De nombreuses années plus tard, cette idée a ruisselé sur la campagne pauvre du Bangladesh lorsque Mohammed Yunus et la Grameen Bank ont apporté le micro-crédit aux paysans affamés, avec des conséquences désastreuses. Les sociétés de microfinances, en Inde, sont responsables de centaines de suicides — 200 personnes en Andhra Pradesh rien qu’en 2010. Un quotidien national a récemment publié la lettre de suicide d’une fille de 18 ans qui avait été contrainte de céder ses dernières 150 roupies, ses frais de scolarité, à des employés brutaux de la société de microfinance. La lettre disait,‘Travaillez dur et gagnez de l’argent. Ne contractez pas d’emprunt’.
On trouve beaucoup d’argent dans la pauvreté, et quelques Prix Nobel aussi.
Dès les années cinquante, les fondations Rockefeller et Ford, finançant plusieurs ONG et institutions éducatives internationales, ont commencé à travailler en tant que quasi-prolongements du gouvernement américain qui, à ce moment-là, renversait les gouvernements démocratiquement élus en Amérique Latine, en Irak et en Indonésie. (C’est également vers cette époque qu’elles ont fait leur entrée en Inde, alors non-alignée, mais penchant clairement vers l’Union Soviétique). La Ford Foundation a mis en place un cours d’économie politique de style américain à l’université d’Indonésie. Les étudiants de l’élite indonésienne, formés à la contre-insurrection par des officiers de l’armée des États-Unis, ont joué un rôle capital dans le coup d’Etat soutenu par la CIA en 1965, lequel a amené le général Suharto au pouvoir. Suharto a remboursé ses mentors en massacrant des centaines de milliers de dissidents communistes.

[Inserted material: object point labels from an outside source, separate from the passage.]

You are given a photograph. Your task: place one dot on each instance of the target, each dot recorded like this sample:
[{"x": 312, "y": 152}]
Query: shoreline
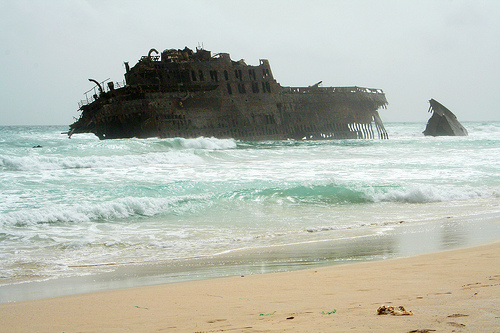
[
  {"x": 447, "y": 290},
  {"x": 403, "y": 240}
]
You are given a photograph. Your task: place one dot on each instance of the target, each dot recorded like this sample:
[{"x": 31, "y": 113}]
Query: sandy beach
[{"x": 449, "y": 291}]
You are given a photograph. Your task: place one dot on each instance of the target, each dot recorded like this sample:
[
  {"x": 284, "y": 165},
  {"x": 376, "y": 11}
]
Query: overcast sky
[{"x": 414, "y": 50}]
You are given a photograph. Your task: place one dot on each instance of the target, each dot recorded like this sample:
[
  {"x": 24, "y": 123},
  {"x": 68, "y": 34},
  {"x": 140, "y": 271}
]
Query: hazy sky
[{"x": 413, "y": 50}]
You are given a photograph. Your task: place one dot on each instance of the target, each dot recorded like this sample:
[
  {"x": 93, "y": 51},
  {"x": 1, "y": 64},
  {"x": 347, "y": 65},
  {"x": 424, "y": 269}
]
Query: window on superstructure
[
  {"x": 214, "y": 76},
  {"x": 251, "y": 74},
  {"x": 255, "y": 87},
  {"x": 241, "y": 88}
]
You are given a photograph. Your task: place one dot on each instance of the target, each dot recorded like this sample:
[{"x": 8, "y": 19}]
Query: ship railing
[
  {"x": 92, "y": 94},
  {"x": 303, "y": 90}
]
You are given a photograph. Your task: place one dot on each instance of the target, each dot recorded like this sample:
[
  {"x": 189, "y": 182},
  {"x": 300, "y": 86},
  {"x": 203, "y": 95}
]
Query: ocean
[{"x": 147, "y": 211}]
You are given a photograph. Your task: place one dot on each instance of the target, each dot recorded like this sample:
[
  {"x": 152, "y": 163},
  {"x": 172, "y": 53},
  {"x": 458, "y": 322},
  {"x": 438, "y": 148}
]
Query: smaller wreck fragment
[{"x": 443, "y": 122}]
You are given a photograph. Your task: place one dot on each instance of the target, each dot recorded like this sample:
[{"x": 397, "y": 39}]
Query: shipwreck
[
  {"x": 186, "y": 93},
  {"x": 443, "y": 122}
]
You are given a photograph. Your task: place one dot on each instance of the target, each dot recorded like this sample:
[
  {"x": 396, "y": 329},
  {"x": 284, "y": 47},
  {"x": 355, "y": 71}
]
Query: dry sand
[{"x": 450, "y": 291}]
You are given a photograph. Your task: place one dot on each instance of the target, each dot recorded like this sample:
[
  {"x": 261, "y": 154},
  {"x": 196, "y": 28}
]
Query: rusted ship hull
[
  {"x": 443, "y": 122},
  {"x": 240, "y": 106}
]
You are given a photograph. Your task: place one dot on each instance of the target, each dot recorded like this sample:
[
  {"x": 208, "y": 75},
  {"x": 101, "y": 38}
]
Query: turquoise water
[{"x": 82, "y": 202}]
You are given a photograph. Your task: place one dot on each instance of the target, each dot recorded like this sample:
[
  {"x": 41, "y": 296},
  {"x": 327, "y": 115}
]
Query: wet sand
[{"x": 455, "y": 290}]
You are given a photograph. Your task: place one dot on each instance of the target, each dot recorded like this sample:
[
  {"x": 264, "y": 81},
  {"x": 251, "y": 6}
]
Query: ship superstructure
[{"x": 186, "y": 93}]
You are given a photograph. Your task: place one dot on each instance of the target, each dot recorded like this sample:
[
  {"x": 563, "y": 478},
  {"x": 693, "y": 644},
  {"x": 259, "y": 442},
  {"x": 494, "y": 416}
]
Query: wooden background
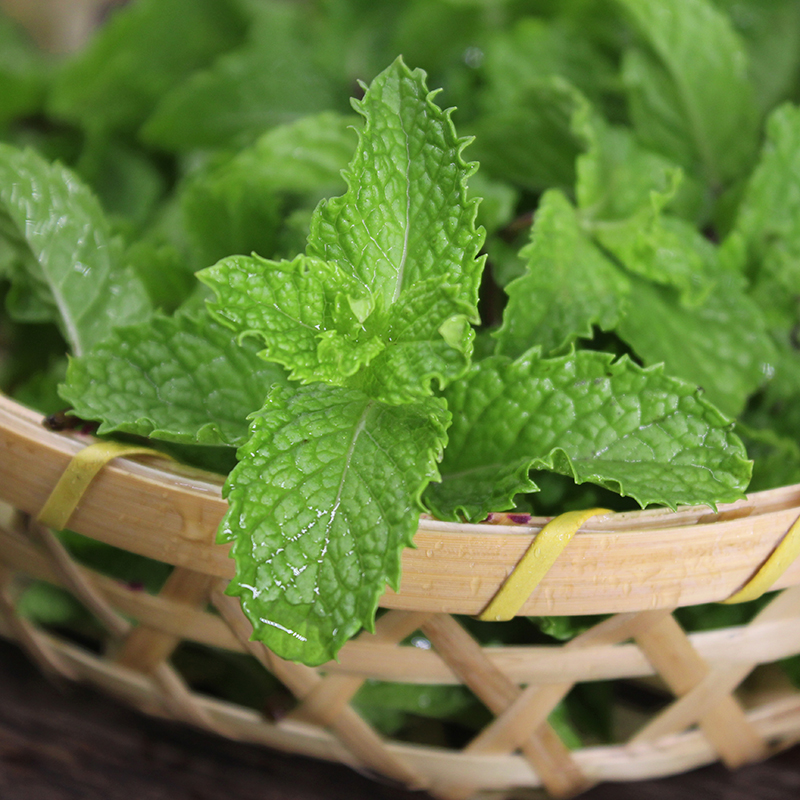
[{"x": 71, "y": 743}]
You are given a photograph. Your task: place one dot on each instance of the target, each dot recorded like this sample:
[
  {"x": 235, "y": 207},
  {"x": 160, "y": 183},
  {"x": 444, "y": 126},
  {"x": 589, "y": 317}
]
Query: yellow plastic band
[
  {"x": 535, "y": 564},
  {"x": 778, "y": 562},
  {"x": 80, "y": 472}
]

Huit ans plus tard, de jeunes étudiants chiliens, connus sous le nom des Chicago Boys, furent emmenés aux États-Unis pour être formés, par Milton Friedman, à la science économique néolibérale, au sein de l’université de Chicago (fondée par J.D. Rockefeller), en prévision du coup d’Etat de 1973, soutenu par la CIA, qui tua Salvador Allende, pour introduire le général Pinochet ainsi qu’un régime d’escadrons de la mort, de disparitions et de terreur qui dura 17 ans. (Le crime d’Allende était d’être un socialiste démocratiquement élu et de nationaliser les mines du Chili).

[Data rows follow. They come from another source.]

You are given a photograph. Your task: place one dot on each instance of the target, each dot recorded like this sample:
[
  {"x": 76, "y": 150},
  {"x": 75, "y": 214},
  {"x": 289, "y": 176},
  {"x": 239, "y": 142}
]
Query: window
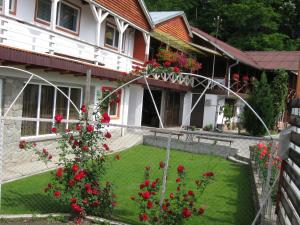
[
  {"x": 44, "y": 102},
  {"x": 68, "y": 16},
  {"x": 111, "y": 36},
  {"x": 43, "y": 10},
  {"x": 12, "y": 6},
  {"x": 112, "y": 104}
]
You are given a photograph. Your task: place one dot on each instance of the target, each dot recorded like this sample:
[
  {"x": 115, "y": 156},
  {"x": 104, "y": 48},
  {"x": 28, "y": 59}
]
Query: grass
[{"x": 228, "y": 199}]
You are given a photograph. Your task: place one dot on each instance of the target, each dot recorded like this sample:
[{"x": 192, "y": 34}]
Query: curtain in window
[
  {"x": 44, "y": 10},
  {"x": 30, "y": 105}
]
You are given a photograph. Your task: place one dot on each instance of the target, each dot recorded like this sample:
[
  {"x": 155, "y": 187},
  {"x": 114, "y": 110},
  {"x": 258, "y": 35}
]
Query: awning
[{"x": 176, "y": 43}]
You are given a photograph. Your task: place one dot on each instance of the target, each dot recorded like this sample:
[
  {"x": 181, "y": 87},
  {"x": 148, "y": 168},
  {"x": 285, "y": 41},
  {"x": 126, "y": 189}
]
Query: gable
[
  {"x": 175, "y": 27},
  {"x": 130, "y": 10}
]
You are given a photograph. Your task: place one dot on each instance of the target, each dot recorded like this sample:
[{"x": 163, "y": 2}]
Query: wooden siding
[
  {"x": 130, "y": 10},
  {"x": 176, "y": 27},
  {"x": 139, "y": 46}
]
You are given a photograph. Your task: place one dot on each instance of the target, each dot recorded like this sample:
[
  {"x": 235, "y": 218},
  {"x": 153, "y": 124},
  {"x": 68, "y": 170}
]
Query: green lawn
[{"x": 228, "y": 199}]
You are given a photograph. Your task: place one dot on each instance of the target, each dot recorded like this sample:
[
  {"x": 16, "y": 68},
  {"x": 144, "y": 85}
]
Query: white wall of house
[
  {"x": 135, "y": 105},
  {"x": 187, "y": 106}
]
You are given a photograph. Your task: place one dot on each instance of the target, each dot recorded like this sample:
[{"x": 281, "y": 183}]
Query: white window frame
[
  {"x": 58, "y": 17},
  {"x": 37, "y": 119},
  {"x": 114, "y": 37}
]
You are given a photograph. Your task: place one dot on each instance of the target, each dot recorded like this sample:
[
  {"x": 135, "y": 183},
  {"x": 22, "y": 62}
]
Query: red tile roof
[
  {"x": 271, "y": 60},
  {"x": 226, "y": 48}
]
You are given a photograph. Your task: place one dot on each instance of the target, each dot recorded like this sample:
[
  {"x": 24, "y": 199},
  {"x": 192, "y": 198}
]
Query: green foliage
[
  {"x": 261, "y": 100},
  {"x": 280, "y": 90},
  {"x": 249, "y": 25}
]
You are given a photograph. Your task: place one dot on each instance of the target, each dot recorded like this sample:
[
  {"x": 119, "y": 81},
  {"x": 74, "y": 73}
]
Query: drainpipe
[{"x": 229, "y": 74}]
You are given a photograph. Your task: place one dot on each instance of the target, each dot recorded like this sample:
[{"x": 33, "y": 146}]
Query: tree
[
  {"x": 261, "y": 100},
  {"x": 280, "y": 91}
]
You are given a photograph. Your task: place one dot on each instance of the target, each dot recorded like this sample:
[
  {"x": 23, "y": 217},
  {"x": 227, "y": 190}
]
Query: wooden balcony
[{"x": 33, "y": 38}]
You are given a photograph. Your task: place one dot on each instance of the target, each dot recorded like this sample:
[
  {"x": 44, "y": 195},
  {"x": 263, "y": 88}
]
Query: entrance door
[
  {"x": 172, "y": 109},
  {"x": 197, "y": 114},
  {"x": 149, "y": 116}
]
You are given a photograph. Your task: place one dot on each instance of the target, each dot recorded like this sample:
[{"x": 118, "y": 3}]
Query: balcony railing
[{"x": 30, "y": 37}]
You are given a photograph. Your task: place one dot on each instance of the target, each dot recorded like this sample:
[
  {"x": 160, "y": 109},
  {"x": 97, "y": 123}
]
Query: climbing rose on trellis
[
  {"x": 77, "y": 181},
  {"x": 178, "y": 207}
]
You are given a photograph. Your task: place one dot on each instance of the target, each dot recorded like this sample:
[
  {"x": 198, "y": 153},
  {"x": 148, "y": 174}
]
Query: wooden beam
[{"x": 298, "y": 83}]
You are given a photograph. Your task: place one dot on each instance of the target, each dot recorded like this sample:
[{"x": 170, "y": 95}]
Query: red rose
[
  {"x": 75, "y": 168},
  {"x": 107, "y": 135},
  {"x": 105, "y": 118},
  {"x": 146, "y": 194},
  {"x": 73, "y": 200},
  {"x": 90, "y": 128},
  {"x": 180, "y": 169},
  {"x": 71, "y": 183},
  {"x": 176, "y": 69},
  {"x": 149, "y": 205},
  {"x": 190, "y": 193},
  {"x": 76, "y": 208},
  {"x": 208, "y": 174},
  {"x": 146, "y": 182},
  {"x": 57, "y": 194},
  {"x": 53, "y": 129},
  {"x": 144, "y": 217},
  {"x": 78, "y": 126},
  {"x": 58, "y": 118},
  {"x": 186, "y": 213},
  {"x": 59, "y": 172},
  {"x": 167, "y": 64},
  {"x": 161, "y": 164},
  {"x": 83, "y": 108},
  {"x": 105, "y": 146},
  {"x": 85, "y": 148},
  {"x": 201, "y": 211}
]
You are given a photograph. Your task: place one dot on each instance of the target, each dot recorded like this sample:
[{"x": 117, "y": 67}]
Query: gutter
[{"x": 229, "y": 74}]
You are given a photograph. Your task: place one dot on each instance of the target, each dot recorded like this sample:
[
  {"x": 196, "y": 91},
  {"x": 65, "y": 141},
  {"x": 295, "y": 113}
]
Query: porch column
[
  {"x": 147, "y": 41},
  {"x": 99, "y": 16},
  {"x": 53, "y": 14},
  {"x": 298, "y": 83},
  {"x": 6, "y": 7},
  {"x": 122, "y": 26}
]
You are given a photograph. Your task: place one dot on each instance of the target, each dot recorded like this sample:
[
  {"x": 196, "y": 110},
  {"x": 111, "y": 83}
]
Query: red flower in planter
[
  {"x": 107, "y": 135},
  {"x": 53, "y": 129},
  {"x": 58, "y": 118},
  {"x": 57, "y": 194},
  {"x": 59, "y": 172},
  {"x": 83, "y": 108},
  {"x": 186, "y": 213},
  {"x": 90, "y": 128},
  {"x": 180, "y": 169},
  {"x": 208, "y": 174},
  {"x": 146, "y": 194},
  {"x": 75, "y": 168},
  {"x": 144, "y": 217}
]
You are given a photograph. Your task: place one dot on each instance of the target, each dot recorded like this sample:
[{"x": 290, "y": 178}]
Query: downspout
[{"x": 229, "y": 74}]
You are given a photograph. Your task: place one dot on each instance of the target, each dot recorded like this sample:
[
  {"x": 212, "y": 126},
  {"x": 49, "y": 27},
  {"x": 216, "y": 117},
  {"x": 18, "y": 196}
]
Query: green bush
[{"x": 261, "y": 100}]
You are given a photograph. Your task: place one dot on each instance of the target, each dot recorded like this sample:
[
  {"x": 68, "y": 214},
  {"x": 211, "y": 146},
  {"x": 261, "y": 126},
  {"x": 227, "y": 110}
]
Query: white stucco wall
[{"x": 187, "y": 106}]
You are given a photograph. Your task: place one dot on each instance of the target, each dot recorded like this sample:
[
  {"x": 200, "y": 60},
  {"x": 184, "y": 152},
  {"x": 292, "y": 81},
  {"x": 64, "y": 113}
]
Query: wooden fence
[{"x": 288, "y": 204}]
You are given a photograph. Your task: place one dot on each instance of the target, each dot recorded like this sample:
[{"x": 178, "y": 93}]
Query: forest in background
[{"x": 245, "y": 24}]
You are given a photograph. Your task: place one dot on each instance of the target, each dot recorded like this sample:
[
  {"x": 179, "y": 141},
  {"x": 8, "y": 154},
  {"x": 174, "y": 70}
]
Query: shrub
[
  {"x": 261, "y": 100},
  {"x": 178, "y": 207},
  {"x": 77, "y": 181}
]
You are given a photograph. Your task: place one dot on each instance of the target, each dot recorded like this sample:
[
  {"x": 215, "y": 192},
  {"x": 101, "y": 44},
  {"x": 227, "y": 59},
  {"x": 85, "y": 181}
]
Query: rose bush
[
  {"x": 77, "y": 181},
  {"x": 178, "y": 207}
]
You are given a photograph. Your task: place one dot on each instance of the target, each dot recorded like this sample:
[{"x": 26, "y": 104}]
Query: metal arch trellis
[
  {"x": 145, "y": 76},
  {"x": 4, "y": 117}
]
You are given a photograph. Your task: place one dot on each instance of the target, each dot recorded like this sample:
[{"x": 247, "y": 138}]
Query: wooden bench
[
  {"x": 216, "y": 139},
  {"x": 174, "y": 133}
]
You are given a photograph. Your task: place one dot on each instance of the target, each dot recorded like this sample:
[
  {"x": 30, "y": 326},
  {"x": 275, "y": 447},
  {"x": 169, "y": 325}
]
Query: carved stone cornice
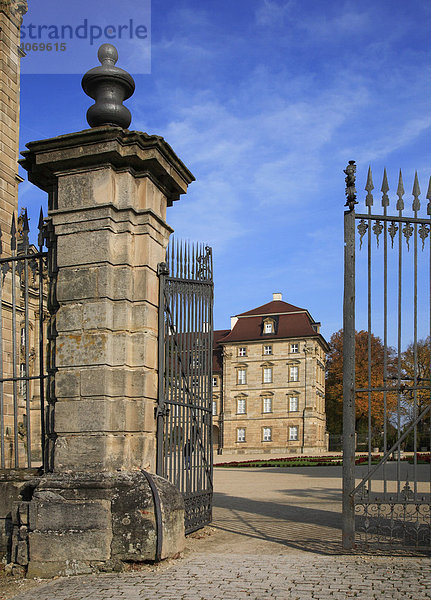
[{"x": 14, "y": 8}]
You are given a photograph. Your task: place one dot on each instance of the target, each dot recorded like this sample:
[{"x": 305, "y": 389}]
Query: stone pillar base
[{"x": 82, "y": 523}]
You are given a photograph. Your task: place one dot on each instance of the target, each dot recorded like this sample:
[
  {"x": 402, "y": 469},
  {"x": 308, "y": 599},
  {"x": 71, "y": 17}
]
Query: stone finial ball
[
  {"x": 107, "y": 54},
  {"x": 109, "y": 86}
]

En 1957, la Rockefeller Foundation a instauré le Ramon Magsaysay Prize pour les leaders communautaires en Asie. Ainsi nommé d’après Ramon Magsaysay, président des Philippines, un allié capital dans la campagne américaine contre le communisme en Asie du sud-est. En 2000, la Ford Foundation a mis en place le Ramon Magsaysay Emergent Leadership Award. Le Magsaysay Award est considéré comme une récompense prestigieuse parmi les artistes, les activistes et les animateurs socio-culturels en Inde. M.S. Subbulakshmi et Satyajit Ray l’ont remporté, tout comme Jayaprakash Narayan et un des meilleurs journalistes indien, P. Sainath. Mais ils ont fait davantage pour le prix Magsaysay qu’il n’a fait pour eux. Dans l’ensemble, c’est devenu une mesure indicatrice, un arbitre discret du type d’activisme ‘acceptable’ et de celui qui ne l’est pas.
Curieusement, le mouvement anti-corruption de Anna Hazare l’été dernier était mené par trois vainqueurs du Magsaysay Award — Anna Hazare, Arvind Kejriwal et Kiran Bedi. Une des nombreuses ONG d’Arvind Kejriwal est généreusement financée par la Ford Foundation. L’ONG de Kiran Bedi est financée par Coca Cola et Lehman Brothers.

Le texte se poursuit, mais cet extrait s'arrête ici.